S.P.N

«Sacar a China» del país- Cómo afectaría al país

Desterrarlo significa perder a un socio comercial y afectaría proyectos del sector energético, obras en infraestructura, asistencia financiera y trabajos de cooperación científica.

El secretario del Tesoro de Estados Unidos, Scott Bessent, regresará al país en los próximos días, para delinear intervención republicana en la gestión libertaria, ratificar el salvataje financiero y avanzar con el gran objetivo geopolítico de Donald Trump, “Sacar a China de la Argentina”. 

En septiembre, China se convertía por primera vez en la historia en el principal socio comercial de Argentina. La guerra impulsada por Trump, combinada con la desesperada baja de retenciones del ministro Luis Caputo, generaron que China reemplazara la soja norteamericana por la que se cosecha en argentino. De esta manera, las compras del poroto de soja se triplicaron. Pasaron de 4 millones de toneladas a 12 millones y, en contraposición al relato republicano, la presencia china se expandió. El intercambio de bienes superó los 3.000 millones de dólares y fue mayor que con Brasil y Estados Unidos.

Los empresarios chinos fueron los grandes beneficiados de la apertura importadora. El histórico déficit comercial con China superó al del kirchnerismo, el macrismo y Alberto Fernández. Tuvo un rojo de 6.500 millones en los primeros nueve meses del año. “En los últimos meses, Argentina está gastando, en promedio, 100 millones de dólares en plataformas chinas como Temu y Shein”.
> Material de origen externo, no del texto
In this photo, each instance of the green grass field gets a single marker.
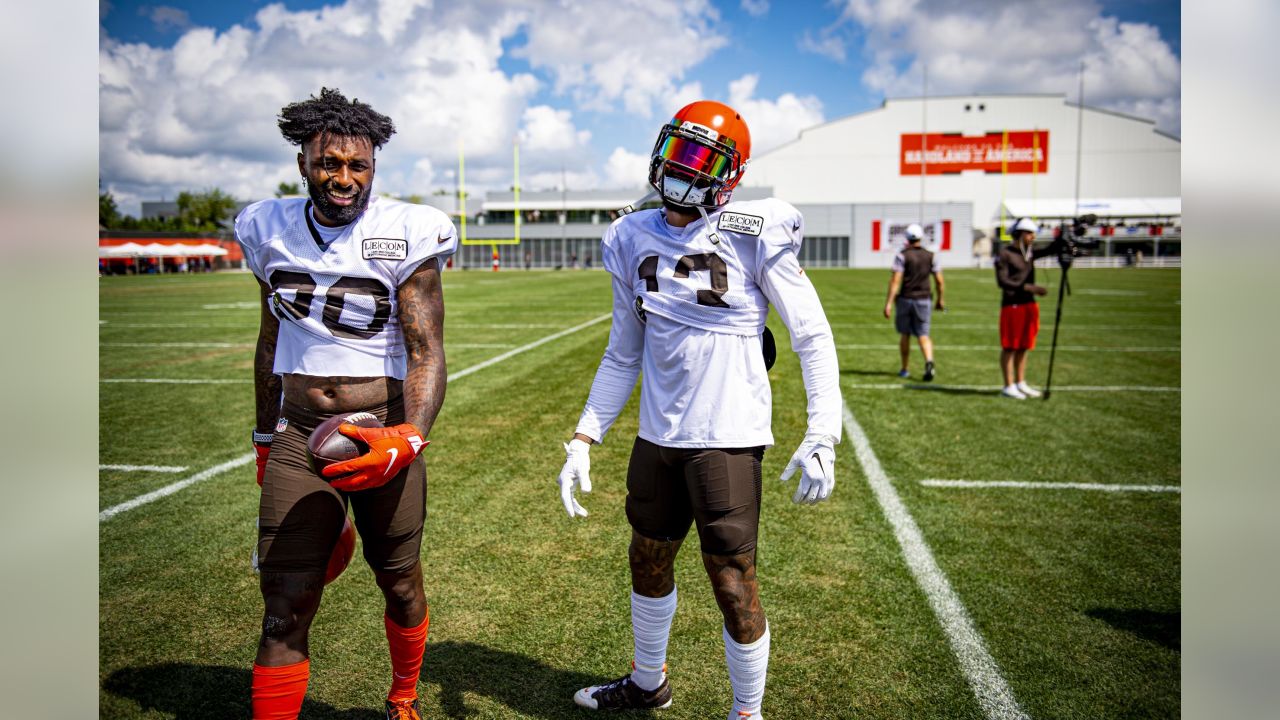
(1074, 592)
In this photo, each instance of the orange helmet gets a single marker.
(700, 155)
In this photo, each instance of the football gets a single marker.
(328, 446)
(342, 551)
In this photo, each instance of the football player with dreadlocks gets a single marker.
(352, 320)
(693, 283)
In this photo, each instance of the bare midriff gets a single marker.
(339, 393)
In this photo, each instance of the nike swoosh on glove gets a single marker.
(577, 470)
(816, 459)
(391, 450)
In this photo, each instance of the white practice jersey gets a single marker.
(688, 315)
(337, 301)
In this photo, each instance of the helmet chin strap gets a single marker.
(711, 233)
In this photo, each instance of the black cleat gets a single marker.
(402, 710)
(624, 695)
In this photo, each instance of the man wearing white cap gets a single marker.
(909, 292)
(1019, 314)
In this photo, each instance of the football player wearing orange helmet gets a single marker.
(693, 283)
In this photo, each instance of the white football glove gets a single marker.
(577, 470)
(816, 459)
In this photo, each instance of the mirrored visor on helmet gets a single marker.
(695, 156)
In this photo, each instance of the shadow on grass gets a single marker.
(1161, 628)
(206, 692)
(521, 683)
(869, 373)
(952, 390)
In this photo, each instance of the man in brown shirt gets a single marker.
(909, 292)
(1019, 314)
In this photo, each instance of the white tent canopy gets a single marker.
(159, 250)
(1100, 206)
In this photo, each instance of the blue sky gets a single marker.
(188, 90)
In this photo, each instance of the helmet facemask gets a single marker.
(694, 167)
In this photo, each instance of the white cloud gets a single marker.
(772, 122)
(202, 112)
(551, 130)
(996, 46)
(626, 169)
(631, 54)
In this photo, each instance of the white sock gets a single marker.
(748, 668)
(650, 625)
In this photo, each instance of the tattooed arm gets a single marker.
(266, 383)
(421, 315)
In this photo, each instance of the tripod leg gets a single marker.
(1057, 320)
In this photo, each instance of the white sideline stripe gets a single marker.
(945, 347)
(172, 488)
(177, 345)
(497, 359)
(248, 458)
(178, 381)
(995, 390)
(944, 326)
(979, 668)
(1104, 487)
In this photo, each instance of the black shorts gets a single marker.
(301, 515)
(720, 488)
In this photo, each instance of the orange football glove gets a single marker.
(391, 450)
(261, 449)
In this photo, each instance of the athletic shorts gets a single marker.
(720, 488)
(301, 515)
(1019, 326)
(912, 315)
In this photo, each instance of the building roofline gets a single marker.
(1042, 95)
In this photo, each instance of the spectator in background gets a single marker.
(909, 294)
(1019, 314)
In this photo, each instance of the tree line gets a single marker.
(209, 212)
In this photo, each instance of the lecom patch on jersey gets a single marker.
(739, 222)
(383, 249)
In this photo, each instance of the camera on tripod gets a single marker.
(1072, 241)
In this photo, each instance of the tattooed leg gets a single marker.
(653, 565)
(291, 602)
(737, 593)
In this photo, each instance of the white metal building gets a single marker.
(978, 153)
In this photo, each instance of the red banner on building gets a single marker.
(1024, 151)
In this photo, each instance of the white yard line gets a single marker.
(944, 349)
(176, 345)
(144, 468)
(172, 488)
(246, 459)
(1102, 487)
(941, 324)
(979, 668)
(179, 381)
(497, 359)
(995, 390)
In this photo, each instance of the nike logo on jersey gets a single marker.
(740, 223)
(383, 249)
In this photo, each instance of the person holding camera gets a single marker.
(909, 292)
(1019, 314)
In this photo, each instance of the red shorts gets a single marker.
(1018, 326)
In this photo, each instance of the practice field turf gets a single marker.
(1056, 601)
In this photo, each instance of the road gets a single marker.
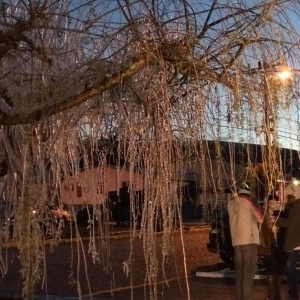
(70, 271)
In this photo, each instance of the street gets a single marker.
(105, 278)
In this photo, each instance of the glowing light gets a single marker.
(284, 74)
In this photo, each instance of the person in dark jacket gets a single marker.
(271, 248)
(244, 219)
(292, 236)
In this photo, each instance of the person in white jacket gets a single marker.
(244, 219)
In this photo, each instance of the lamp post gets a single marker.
(277, 77)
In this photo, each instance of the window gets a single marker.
(79, 191)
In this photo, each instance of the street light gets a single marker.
(272, 75)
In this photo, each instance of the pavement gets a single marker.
(115, 269)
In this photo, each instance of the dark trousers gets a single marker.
(291, 272)
(245, 260)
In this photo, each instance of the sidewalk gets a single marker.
(105, 279)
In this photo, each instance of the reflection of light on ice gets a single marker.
(225, 273)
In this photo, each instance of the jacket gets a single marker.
(291, 223)
(244, 216)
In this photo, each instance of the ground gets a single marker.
(105, 278)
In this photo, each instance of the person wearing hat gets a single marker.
(291, 242)
(244, 217)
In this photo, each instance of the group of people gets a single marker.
(275, 231)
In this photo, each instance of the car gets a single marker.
(219, 236)
(220, 239)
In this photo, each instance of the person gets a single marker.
(244, 219)
(292, 236)
(271, 249)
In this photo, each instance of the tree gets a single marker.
(151, 72)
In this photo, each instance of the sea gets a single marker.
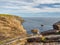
(36, 22)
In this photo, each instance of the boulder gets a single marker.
(11, 26)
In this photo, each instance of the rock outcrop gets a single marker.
(11, 26)
(56, 25)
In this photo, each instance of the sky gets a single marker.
(31, 8)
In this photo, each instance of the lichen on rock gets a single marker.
(11, 26)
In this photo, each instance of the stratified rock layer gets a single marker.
(11, 26)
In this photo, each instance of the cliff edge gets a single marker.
(11, 26)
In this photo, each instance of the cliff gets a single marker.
(11, 26)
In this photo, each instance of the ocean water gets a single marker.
(36, 22)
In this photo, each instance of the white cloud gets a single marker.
(26, 7)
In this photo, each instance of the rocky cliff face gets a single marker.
(11, 26)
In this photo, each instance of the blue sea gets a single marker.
(36, 22)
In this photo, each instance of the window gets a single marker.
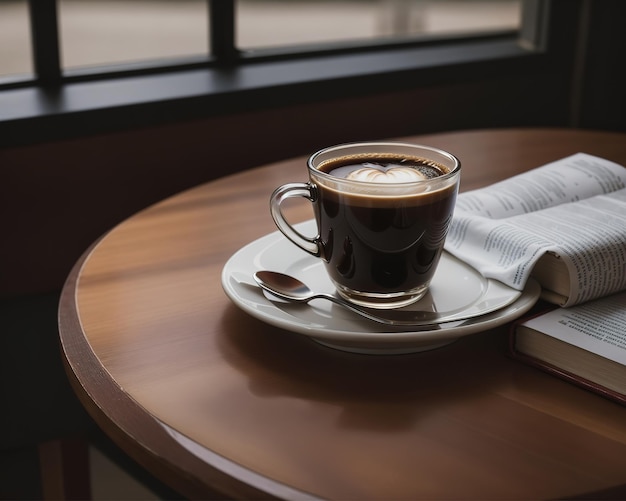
(15, 46)
(221, 68)
(98, 33)
(105, 32)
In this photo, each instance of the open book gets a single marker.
(585, 344)
(564, 224)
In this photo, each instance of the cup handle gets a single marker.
(292, 190)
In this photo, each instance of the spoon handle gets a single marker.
(354, 308)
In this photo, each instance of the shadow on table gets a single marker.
(279, 363)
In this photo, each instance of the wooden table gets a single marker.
(214, 401)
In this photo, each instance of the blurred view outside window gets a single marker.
(103, 32)
(15, 49)
(262, 24)
(100, 32)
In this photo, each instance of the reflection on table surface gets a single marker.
(157, 350)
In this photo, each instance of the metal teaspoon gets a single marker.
(291, 289)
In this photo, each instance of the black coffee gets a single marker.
(380, 244)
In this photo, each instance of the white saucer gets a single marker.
(460, 299)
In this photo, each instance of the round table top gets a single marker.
(216, 402)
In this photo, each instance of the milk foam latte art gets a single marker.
(383, 211)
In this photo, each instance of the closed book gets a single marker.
(584, 344)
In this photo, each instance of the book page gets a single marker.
(597, 326)
(575, 208)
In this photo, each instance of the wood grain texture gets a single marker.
(150, 339)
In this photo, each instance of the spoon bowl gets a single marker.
(291, 289)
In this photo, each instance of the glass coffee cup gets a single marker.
(382, 211)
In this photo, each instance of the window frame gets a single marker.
(60, 104)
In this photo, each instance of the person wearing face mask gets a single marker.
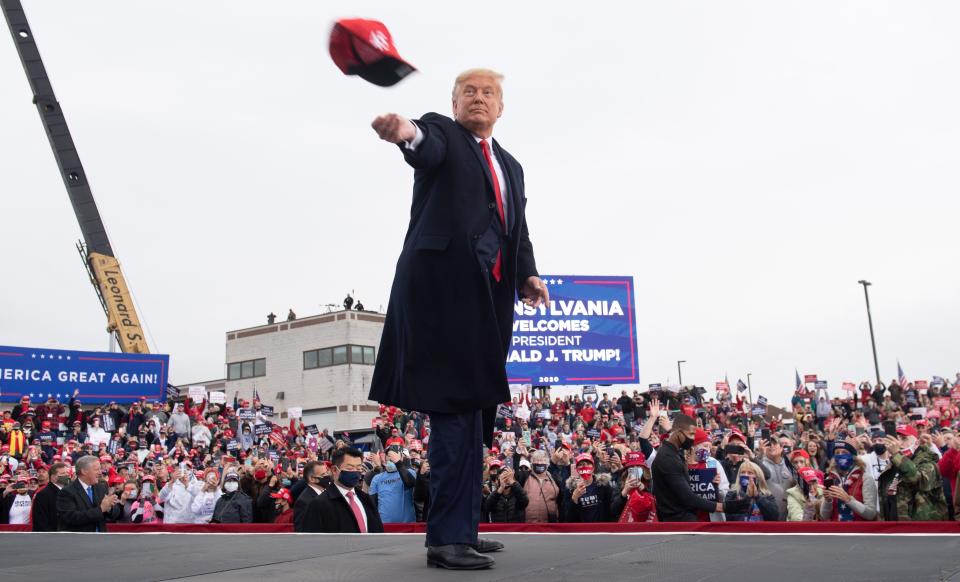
(699, 458)
(543, 490)
(342, 508)
(851, 492)
(45, 500)
(911, 488)
(146, 509)
(316, 474)
(234, 506)
(875, 457)
(671, 479)
(392, 490)
(640, 506)
(283, 501)
(588, 497)
(205, 497)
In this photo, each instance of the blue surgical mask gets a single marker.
(844, 461)
(350, 479)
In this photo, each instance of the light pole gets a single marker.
(873, 342)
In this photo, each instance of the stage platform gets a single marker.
(541, 557)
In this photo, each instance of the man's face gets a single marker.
(478, 103)
(92, 473)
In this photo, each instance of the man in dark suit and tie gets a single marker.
(45, 501)
(316, 479)
(341, 508)
(466, 257)
(85, 504)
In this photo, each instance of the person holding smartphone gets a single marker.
(640, 506)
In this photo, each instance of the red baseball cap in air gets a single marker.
(365, 48)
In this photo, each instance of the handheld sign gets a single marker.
(701, 483)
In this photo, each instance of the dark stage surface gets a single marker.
(528, 557)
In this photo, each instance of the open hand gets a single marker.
(535, 292)
(394, 128)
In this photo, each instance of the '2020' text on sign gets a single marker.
(586, 335)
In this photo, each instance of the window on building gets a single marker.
(247, 369)
(338, 355)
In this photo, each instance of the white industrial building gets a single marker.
(323, 363)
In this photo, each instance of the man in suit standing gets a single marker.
(45, 501)
(85, 504)
(316, 478)
(341, 508)
(466, 257)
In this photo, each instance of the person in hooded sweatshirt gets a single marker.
(206, 497)
(234, 506)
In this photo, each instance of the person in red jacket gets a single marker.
(640, 504)
(284, 504)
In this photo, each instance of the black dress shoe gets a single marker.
(487, 546)
(457, 557)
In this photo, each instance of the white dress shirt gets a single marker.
(363, 512)
(416, 141)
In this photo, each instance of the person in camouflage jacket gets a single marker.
(911, 488)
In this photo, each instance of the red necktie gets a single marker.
(356, 512)
(496, 190)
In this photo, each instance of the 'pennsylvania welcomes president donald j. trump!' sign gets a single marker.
(99, 376)
(587, 335)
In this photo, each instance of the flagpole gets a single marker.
(873, 342)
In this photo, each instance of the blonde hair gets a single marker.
(758, 476)
(488, 73)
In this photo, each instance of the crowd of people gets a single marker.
(880, 453)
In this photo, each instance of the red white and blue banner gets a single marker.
(588, 335)
(99, 376)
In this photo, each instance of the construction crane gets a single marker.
(95, 250)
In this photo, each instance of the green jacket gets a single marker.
(919, 490)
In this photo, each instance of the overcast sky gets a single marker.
(746, 162)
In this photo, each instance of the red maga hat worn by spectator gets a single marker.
(365, 48)
(634, 459)
(907, 430)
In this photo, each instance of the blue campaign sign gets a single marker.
(587, 335)
(99, 376)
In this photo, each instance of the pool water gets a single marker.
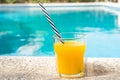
(26, 32)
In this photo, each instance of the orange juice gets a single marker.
(70, 57)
El radical cambio de postura del presidente respecto a China no estuvo vinculado a romper prejuicios ideológicos, sino a una urgencia económica. Renovar el swap iniciado en 2009. Quiere decir, postergar los pagos del tramo activado, unos 5 mil millones de dólares. “Me sorprendí gratamente con China. Es un socio comercial muy interesante porque ellos no exigen nada”, dijo Milei para justificar su contorsionismo. 

Cancelar el swap implicaría pagar lo adeudado y perder unos 18.000 millones de dólares del asiento contable del Banco Central. Bessent, en ese delicado contexto, negó que fuera un condicionamiento a Milei y aclaró que sus objetivos eran otros: “puertos, bases militares y centros de observación”.

Sobre estos puntos, Vaca Narvaja remarca primero que “no existen bases militares chinas en Argentina” y que “en Tierra del Fuego lo que había era el proyecto de una planta petroquímica para hacer fertilizante del gas”. Respecto a los puertos, el diplomático afirma que tampoco hay iniciativas en ese sector: “Lo más parecido era la famosa concesión de la vía navegable del Paraná (Hidrovía), donde a la empresa china la dejaron afuera”. Por último, en referencia a la base espacial en Neuquén, aclaró que se trata de “un esquema de exploración del espacio profundo, que fue votado dos veces en el Parlamento y que hay uno muy similar en Malargüe (Mendoza)”.

En plenas negociaciones para alcanzar la tregua con Trump, el gobierno de Xi Jinping evitó emitir una respuesta oficial respecto al operativo Bessent. Su postura, no obstante, es que Estados Unidos “siempre interviene» en los intercambios de China con los gobiernos latinoamericanos, que esa actitud está relacionada a su “mentalidad de Guerra Fría” y que piensa a la región como “su patio trasero”. Milei, evidentemente, está dispuesto a aceptar ese rol, aunque sabe que no puede prescindir del aporte económico de la China comunista.